Bajé del puente, pero no para descansar, sino sencillamente porque ya no podía soportar aquel espectáculo. El infatigable Ransome trabajaba

en la cámara. Había adquirido la costumbre de presentarme todas las mañanas un informe sobre el estado sanitario de la tripulación. Al verme, se apartó del aparador y me miró con sus ojos amables y tranquilos. Ni una sombra empañaba su frente inteligente.

Algunos hombres no se encuentran muy bien esta mañana, capitán -me dijo con tono tranquilo.

– ¿Qué? ¿Todos ellos fuera de servicio?

– En realidad, sólo hay dos que han tenido que quedarse en sus hamacas, capitán, pero… -Esta última noche ha sido fatal para ellos. Nos hemos tenido que pasar todo el tiempo soltando y recogiendo cabos.

– Ya lo oí, capitán. Me entraron ganas de subir a ayudarlo, pero ya sabe usted…

– De ningún modo. No debe usted… Los hombres duermen de noche sobre cubierta y eso no les conviene.

Ransome asintió. Pero no se puede vigilar a los hombres como a niños. Además, no era posible reprocharles el que buscasen un poco de aire fresco en cubierta. Pero ya él sabía mejor que nadie a qué atenerse…

Nuestro cocinero era verdaderamente razonable. Esto no quiere decir que los otros no lo fuesen. Los días precedentes habían sido para nosotros como una prueba de fuego. Realmente, no podía rebelarse uno contra aquel instinto simplista e imprudente que los impulsaba a aprovechar los momentos de tregua, cuando la noche les daba una ilusión de frescor y las estrellas centelleaban a través de un aire denso y cargado de rocío. Además, casi todos estaban debilitados por la maniobra, que reclamaba incesantemente los brazos de quienes aún podían arrastrarse. ¡Con qué objeto hacerles reproches! Pero yo creía con firmeza que la quinina era de una utilidad extraordinaria, y poco menos que milagrosa.

Estaba convencido de ello. Había puesto toda mi fe en ella. Su virtud medicinal salvaría a los hombres, salvaría el barco, rompería el sortilegio, desafiaría al tiempo, haría del estado del mar una preocupación pasajera y, operando como un polvo mágico contra el misterioso maleficio, aseguraría el primer viaje de mi primer mando contra el poder diabólico de los vientos y la epidemia. Para mí, era más preciosa que el oro, y al contrario que el oro, del que nunca parece haber bastante en ninguna parte, el barco tenía de ella una provisión suficiente. Fui a la cabina para medir algunas dosis. Tendí la mano con la sensación de un hombre que se apodera de una panacea infalible, tomé un nuevo frasco, quité el papel que lo cubría, observando que no estaba precintado, ni arriba ni abajo…

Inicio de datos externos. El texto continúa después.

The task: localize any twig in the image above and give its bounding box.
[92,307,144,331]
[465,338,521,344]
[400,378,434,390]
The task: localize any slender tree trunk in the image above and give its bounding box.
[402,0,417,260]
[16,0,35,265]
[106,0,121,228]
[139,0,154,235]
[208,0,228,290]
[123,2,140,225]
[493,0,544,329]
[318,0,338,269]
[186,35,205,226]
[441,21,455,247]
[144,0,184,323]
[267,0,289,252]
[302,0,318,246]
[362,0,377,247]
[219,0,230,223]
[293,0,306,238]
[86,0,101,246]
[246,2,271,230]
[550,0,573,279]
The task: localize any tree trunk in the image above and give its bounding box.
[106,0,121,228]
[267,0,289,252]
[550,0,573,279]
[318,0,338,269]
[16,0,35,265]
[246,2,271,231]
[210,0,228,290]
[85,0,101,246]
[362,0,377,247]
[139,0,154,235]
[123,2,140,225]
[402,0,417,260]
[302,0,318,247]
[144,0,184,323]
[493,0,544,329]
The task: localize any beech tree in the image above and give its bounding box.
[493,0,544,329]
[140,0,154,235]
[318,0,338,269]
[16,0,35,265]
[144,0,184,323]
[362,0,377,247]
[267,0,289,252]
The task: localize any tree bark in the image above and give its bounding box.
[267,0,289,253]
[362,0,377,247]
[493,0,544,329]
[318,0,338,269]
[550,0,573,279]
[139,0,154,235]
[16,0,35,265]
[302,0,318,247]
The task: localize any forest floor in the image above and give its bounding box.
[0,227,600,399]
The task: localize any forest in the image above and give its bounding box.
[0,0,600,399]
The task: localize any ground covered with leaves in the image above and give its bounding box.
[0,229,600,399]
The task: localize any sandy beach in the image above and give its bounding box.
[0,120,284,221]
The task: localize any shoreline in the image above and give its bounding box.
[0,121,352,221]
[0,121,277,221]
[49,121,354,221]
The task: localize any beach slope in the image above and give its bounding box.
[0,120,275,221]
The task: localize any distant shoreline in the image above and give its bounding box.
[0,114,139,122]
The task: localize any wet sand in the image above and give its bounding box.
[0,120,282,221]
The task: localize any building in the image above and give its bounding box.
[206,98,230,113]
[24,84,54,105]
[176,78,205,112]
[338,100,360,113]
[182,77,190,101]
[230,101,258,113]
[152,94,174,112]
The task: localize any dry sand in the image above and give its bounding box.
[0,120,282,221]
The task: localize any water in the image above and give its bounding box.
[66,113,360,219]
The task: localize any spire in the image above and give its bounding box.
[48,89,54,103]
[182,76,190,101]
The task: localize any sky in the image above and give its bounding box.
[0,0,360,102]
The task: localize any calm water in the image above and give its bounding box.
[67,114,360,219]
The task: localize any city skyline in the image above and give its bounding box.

Pero ¡para qué describir las rápidas etapas de aquel espantoso descubrimiento! Ya, sin duda, habéis adivinado la verdad. Allí estaba el papel que lo cubría, allí el frasco y el polvo blanco en su interior, un polvo blanco cualquiera, que nada tenía que ver con la quinina. Una sola mirada bastaba para darse cuenta de ello. Recordé que, al coger el frasco, ya antes de desenvolverlo, el peso del objeto que tenía en la mano me había hecho presentir la verdad. La quinina es ligera como una pluma, y mis nervios exasperados debían de tener una sensibilidad desacostumbrada. Dejé que el frasco se hiciese añicos contra el suelo. La droga, cualquiera que fuese, chirrió bajo la suela de mi zapato como si de arenilla se tratara. Cogí el frasco siguiente, y luego otro. El peso era por sí solo lo bastante elocuente. Lino tras otro, cayeron, rompiéndose a mis pies, no porque yo los arrojase, colérico, sino porque se deslizaron de entre mis dedos como si realmente aquel descubrimiento superase mis fuerzas.